Marco Bollesan era stato un campione vero. Storico il suo esordio in azzurro nel ’63 contro la Francia. Quel giorno, da tutti ricordato come la MalaPasqua, l’Italia perse di soli 2 punti conquistandosi il rispetto dei ben più blasonati avversari. Due gli scudetti vinti rispettivamente con il Brescia e il Partenope Napoli. Aveva indossato anche la maglia del Cus Milano. Ma il grande amore, per lui, era stato quello per i colori del Cus Genova, la società sportiva che lo aveva strappato ai vicoli malfamati. “Sapevo solo fare a botte: se non ci fosse stato il rugby, chissà dove sarei finito” ricordava sempre Bollesan. La squadra era all’epoca sponsorizzata dall’Italsider, per cui Bollesan faceva anche l’operaio. Tre volte sfiorò il titolo di Campioni d’Italia con Genova, tre volte lo perse. A beffarlo tutte le volte proprio una compagine veneta, quella del Petrarca Padova.

Marco Bollesan si era ritirato poi dai campi solo per sedersi sulle panchine: da grande campione a grande allenatore, il passo fu breve. Nel 1987, come tecnico della Nazionale italiana, raggiunse il risultato storico dei quarti di finale sfiorati in un girone con Nuova Zelanda, Argentina e Fiji. Era stato tecnico di molti club italiani, tra cui Milano, Livorno, Alghero e la sua amata Genova. Sempre venerato dai suoi giocatori. Il suo nome è già oggi presente nel Pantheon degli sportivi italiani, al Foro Italico.

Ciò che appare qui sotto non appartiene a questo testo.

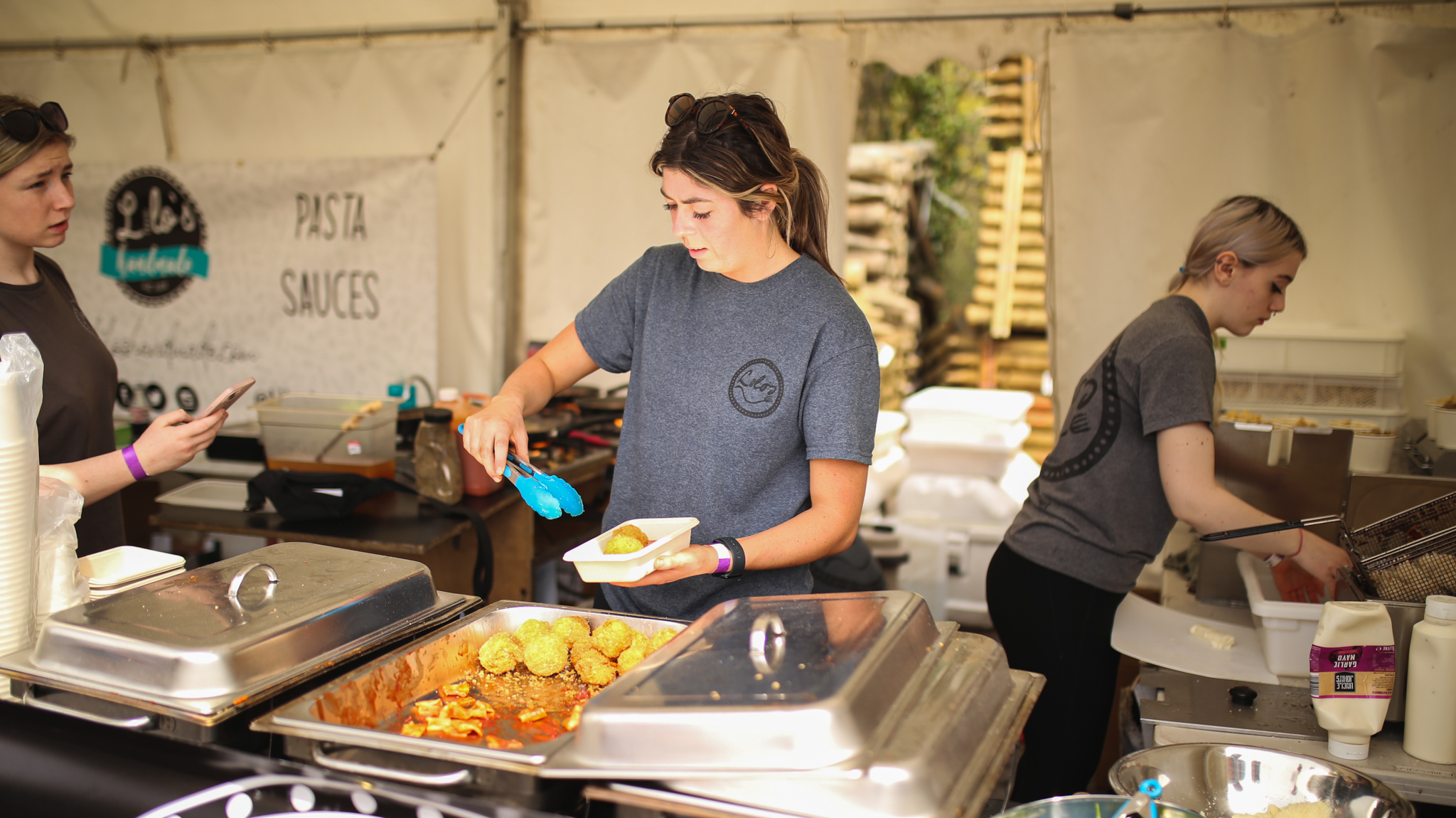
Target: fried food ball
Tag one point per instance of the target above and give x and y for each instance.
(619, 545)
(631, 657)
(530, 630)
(660, 638)
(594, 669)
(612, 638)
(572, 630)
(632, 531)
(501, 652)
(547, 654)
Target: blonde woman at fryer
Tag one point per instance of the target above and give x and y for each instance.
(1136, 452)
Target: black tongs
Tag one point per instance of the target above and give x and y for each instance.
(1270, 528)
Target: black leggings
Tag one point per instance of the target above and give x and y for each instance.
(1060, 627)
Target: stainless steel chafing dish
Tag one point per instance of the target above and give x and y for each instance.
(186, 654)
(825, 705)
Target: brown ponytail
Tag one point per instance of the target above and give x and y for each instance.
(746, 154)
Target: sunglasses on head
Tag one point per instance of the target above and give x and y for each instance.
(23, 126)
(710, 117)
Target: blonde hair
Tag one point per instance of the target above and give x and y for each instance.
(1247, 226)
(15, 153)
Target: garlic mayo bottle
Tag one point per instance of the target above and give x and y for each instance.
(1351, 674)
(1430, 684)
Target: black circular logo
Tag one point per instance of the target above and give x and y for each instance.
(155, 236)
(756, 389)
(1079, 424)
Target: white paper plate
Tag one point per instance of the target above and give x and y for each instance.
(127, 563)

L’epitome del rugbista coraggioso. Il simbolo di un Gioco dove fango, sudore e sangue rappresentavano i migliori titoli onorifici

“Per i rugbisti della mia generazione – ha commentato con dolore il Presidente della Federazione Italiana Rugby, Marzio Innocenti – per chiunque abbia praticato lo sport tra gli Anni ’60 e gli Anni ’80, ma anche per chi è venuto dopo Marco Bollesan è stato un esempio. L’epitome del rugbista coraggioso. Il simbolo di un Gioco dove fango, sudore e sangue rappresentavano i migliori titoli onorifici. Ha contribuito a far conoscere il rugby nel nostro Paese ben prima della rivoluzione professionistica del 1996. Incarnando lo spirito del rugby italiano per oltre due decenni e rivestendo anche negli anni successivi al suo ritiro dal campo una serie di ruoli strategici per la Federazione. Gli saremo eternamente grati per il suo straordinario contributo. Ed io, in particolare, porterò sempre nel cuore i suoi insegnamenti e l’onore che mi riconobbe assegnandomi, da Commissario Tecnico, i gradi di capitano della Nazionale durante la propria gestione”.